Based on tracking cohorts from 2024 through early 2025, here's the realistic timeline most participants experience. Individual variation is significant—some move faster, many need more time.

1

Months 1-2: Foundation Overwhelm

Most participants report feeling bombarded with terminology and concepts. This is normal. The goal isn't mastery—it's exposure. You're building a mental framework that'll make sense later. Expect confusion. Many consider quitting during month two. Most who continue are glad they did.

2

Months 3-5: Recognition Phase

Concepts start connecting. You begin recognizing patterns in financial statements. Progress feels slow but you're actually building the foundation for everything that follows. This phase separates those seeking quick wins from those committed to genuine understanding.

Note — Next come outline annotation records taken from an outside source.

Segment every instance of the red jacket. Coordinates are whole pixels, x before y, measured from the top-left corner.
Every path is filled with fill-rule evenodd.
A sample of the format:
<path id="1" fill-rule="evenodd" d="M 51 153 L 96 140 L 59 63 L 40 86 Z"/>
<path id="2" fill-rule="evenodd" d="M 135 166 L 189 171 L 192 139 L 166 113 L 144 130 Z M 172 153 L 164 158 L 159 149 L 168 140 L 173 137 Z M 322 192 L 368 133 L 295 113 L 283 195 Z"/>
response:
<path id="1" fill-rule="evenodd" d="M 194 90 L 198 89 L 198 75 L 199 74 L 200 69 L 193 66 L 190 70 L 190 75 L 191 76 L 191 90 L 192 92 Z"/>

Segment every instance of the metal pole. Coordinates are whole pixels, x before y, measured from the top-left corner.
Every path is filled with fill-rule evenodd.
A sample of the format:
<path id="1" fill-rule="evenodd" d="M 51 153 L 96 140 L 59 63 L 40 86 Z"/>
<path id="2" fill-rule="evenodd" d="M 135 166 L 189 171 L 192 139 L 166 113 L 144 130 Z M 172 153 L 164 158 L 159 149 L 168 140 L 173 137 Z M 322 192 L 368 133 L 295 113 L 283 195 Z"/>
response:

The work gets more demanding here.

3

Months 6-8: Application Struggle

You understand the theory but applying it to real companies reveals gaps in your knowledge. This is when meaningful learning happens—through mistakes, corrections, and gradual improvement. Many participants find this phase frustrating because they expected to feel more confident by now. That frustration indicates you're engaging properly with the material.

4

Months 9-12: Developing Judgment

You're conducting analyses with less hand-holding. Your questions become more sophisticated. You still need guidance but you're developing your own analytical approach. By month 12, most participants can work through a company analysis independently, though they're still building experience and refining their process. This continues well beyond program completion.